Bandit Algorithms: Exploration vs Exploitation

This document explains the fundamental concepts behind bandit algorithms and how they solve the exploration-exploitation trade-off in recommendation systems.

The Multi-Armed Bandit Problem

The multi-armed bandit problem is a classic problem in probability theory and machine learning. Imagine you're in a casino with multiple slot machines (arms), each with an unknown probability of paying out. Your goal is to maximize your total reward over time by deciding which machines to play.

The Core Challenge

The fundamental challenge is the exploration-exploitation trade-off:

Exploitation: Play the machine that has given you the best results so far
Exploration: Try other machines to discover if they might be better

Too much exploitation means you might miss better opportunities. Too much exploration means you're not capitalizing on what you've already learned.
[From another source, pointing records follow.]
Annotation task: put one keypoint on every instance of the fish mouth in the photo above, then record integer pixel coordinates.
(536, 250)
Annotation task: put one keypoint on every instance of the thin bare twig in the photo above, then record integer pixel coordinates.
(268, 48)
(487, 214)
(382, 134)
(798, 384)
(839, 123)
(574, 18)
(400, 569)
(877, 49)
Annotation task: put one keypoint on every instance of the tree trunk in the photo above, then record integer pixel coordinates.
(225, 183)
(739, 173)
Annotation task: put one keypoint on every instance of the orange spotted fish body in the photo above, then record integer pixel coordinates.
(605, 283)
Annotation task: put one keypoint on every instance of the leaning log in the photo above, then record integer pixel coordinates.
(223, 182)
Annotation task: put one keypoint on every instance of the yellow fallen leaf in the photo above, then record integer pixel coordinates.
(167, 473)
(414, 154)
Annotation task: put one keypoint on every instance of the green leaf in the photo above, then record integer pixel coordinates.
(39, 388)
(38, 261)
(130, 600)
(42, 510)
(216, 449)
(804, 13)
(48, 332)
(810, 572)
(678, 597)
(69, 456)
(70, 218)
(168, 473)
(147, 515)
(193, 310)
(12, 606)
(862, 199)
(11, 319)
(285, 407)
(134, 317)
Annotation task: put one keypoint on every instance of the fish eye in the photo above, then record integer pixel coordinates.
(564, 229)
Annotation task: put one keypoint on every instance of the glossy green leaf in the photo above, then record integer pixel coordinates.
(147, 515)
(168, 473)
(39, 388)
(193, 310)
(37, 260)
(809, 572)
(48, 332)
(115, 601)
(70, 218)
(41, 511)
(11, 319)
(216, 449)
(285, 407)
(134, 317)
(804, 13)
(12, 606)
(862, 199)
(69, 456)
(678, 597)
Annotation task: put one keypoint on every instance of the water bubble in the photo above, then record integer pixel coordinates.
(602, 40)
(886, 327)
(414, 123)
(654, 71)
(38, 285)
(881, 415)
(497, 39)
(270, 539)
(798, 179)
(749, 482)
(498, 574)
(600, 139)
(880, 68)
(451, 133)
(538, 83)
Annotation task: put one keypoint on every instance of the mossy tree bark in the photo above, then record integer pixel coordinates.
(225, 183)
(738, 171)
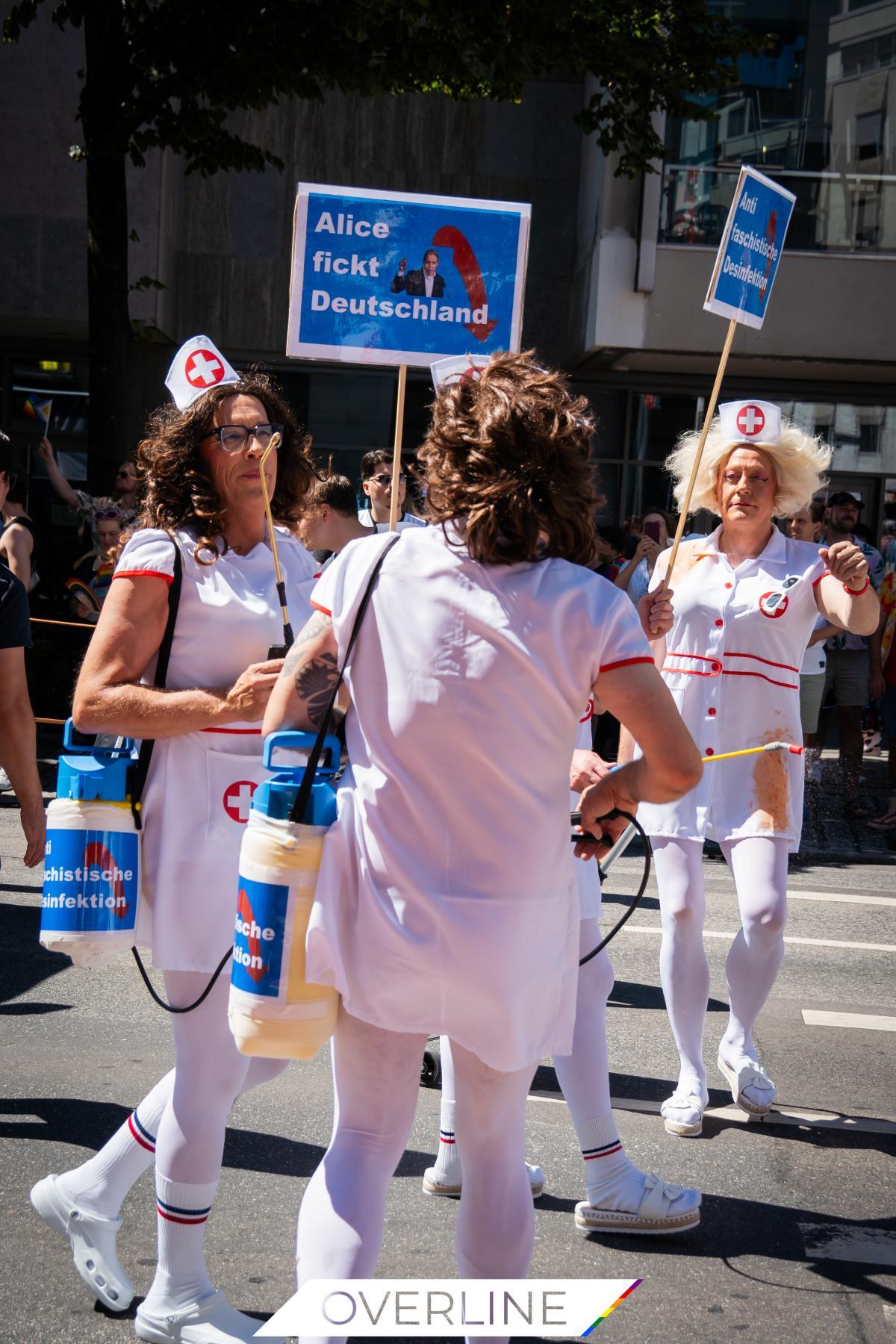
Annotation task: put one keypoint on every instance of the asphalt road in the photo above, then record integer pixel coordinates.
(798, 1233)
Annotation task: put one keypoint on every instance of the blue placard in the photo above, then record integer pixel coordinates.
(258, 937)
(90, 880)
(750, 250)
(396, 279)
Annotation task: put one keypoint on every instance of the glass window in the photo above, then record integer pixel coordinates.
(812, 112)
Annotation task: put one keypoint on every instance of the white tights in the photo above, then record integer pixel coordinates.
(376, 1080)
(210, 1074)
(759, 868)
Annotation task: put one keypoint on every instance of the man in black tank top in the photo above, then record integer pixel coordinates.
(16, 529)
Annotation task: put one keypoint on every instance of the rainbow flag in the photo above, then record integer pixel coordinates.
(40, 409)
(603, 1316)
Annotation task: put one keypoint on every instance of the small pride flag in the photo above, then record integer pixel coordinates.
(40, 408)
(603, 1315)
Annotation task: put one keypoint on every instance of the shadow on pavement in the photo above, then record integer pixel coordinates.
(729, 1230)
(26, 964)
(626, 994)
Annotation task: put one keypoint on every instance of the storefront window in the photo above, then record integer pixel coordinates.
(813, 112)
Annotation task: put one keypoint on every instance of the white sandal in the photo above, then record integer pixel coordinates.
(748, 1074)
(210, 1322)
(664, 1210)
(682, 1113)
(93, 1243)
(435, 1184)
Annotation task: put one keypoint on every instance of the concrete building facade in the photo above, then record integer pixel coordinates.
(617, 269)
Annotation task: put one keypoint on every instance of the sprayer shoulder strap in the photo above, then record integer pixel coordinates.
(314, 759)
(141, 766)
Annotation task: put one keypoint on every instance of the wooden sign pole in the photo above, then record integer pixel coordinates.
(707, 420)
(396, 450)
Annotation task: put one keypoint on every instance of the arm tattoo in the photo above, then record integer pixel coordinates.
(314, 685)
(316, 625)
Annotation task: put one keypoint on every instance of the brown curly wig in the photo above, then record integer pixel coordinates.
(178, 487)
(511, 453)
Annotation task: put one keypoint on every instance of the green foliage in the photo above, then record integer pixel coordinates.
(179, 70)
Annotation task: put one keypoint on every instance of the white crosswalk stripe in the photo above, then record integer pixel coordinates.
(860, 1021)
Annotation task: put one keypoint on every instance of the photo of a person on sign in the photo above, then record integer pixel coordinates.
(423, 282)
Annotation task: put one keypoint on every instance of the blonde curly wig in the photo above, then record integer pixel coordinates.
(798, 458)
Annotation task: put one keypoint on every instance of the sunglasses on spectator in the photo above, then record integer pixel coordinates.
(383, 479)
(233, 438)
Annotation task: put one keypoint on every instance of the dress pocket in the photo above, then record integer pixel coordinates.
(231, 780)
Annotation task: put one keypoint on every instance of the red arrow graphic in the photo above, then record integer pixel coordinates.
(97, 853)
(770, 234)
(247, 915)
(470, 273)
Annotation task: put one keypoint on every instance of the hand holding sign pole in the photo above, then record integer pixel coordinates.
(741, 284)
(396, 449)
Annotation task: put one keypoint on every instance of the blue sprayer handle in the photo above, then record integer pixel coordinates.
(287, 741)
(125, 746)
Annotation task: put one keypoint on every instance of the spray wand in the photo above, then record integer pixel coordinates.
(276, 651)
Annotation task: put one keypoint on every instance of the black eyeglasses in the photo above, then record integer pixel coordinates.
(233, 438)
(383, 479)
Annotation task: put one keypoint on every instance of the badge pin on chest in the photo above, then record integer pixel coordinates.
(774, 604)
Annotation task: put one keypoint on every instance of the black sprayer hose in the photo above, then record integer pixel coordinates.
(203, 995)
(645, 878)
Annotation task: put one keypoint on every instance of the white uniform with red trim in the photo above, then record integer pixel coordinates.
(200, 784)
(732, 665)
(588, 875)
(448, 898)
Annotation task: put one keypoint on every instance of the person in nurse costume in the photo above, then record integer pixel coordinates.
(448, 898)
(746, 603)
(203, 497)
(620, 1198)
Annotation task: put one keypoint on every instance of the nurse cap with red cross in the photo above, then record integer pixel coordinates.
(196, 369)
(750, 423)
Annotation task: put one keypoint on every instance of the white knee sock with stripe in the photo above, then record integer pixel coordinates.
(612, 1180)
(448, 1160)
(448, 1163)
(180, 1277)
(101, 1183)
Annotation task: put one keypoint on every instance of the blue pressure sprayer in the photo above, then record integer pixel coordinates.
(273, 1009)
(92, 860)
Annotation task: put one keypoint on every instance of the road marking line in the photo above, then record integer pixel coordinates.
(847, 897)
(862, 1021)
(791, 1117)
(844, 897)
(860, 1245)
(810, 942)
Bandit Algorithms in Recommendation Systems

In recommendation systems, bandit algorithms help solve similar problems:

Which recommendation algorithm should I use for this user?
Which product should I recommend to maximize conversion?
Which ad should I show to maximize click-through rate?

Real-World Example

Consider an e-commerce site testing three recommendation strategies:

Collaborative Filtering: Based on similar users
Content-Based: Based on item features
Hybrid: Combination of both

Each strategy has an unknown conversion rate. A bandit algorithm helps decide which strategy to use for each user to maximize overall conversions.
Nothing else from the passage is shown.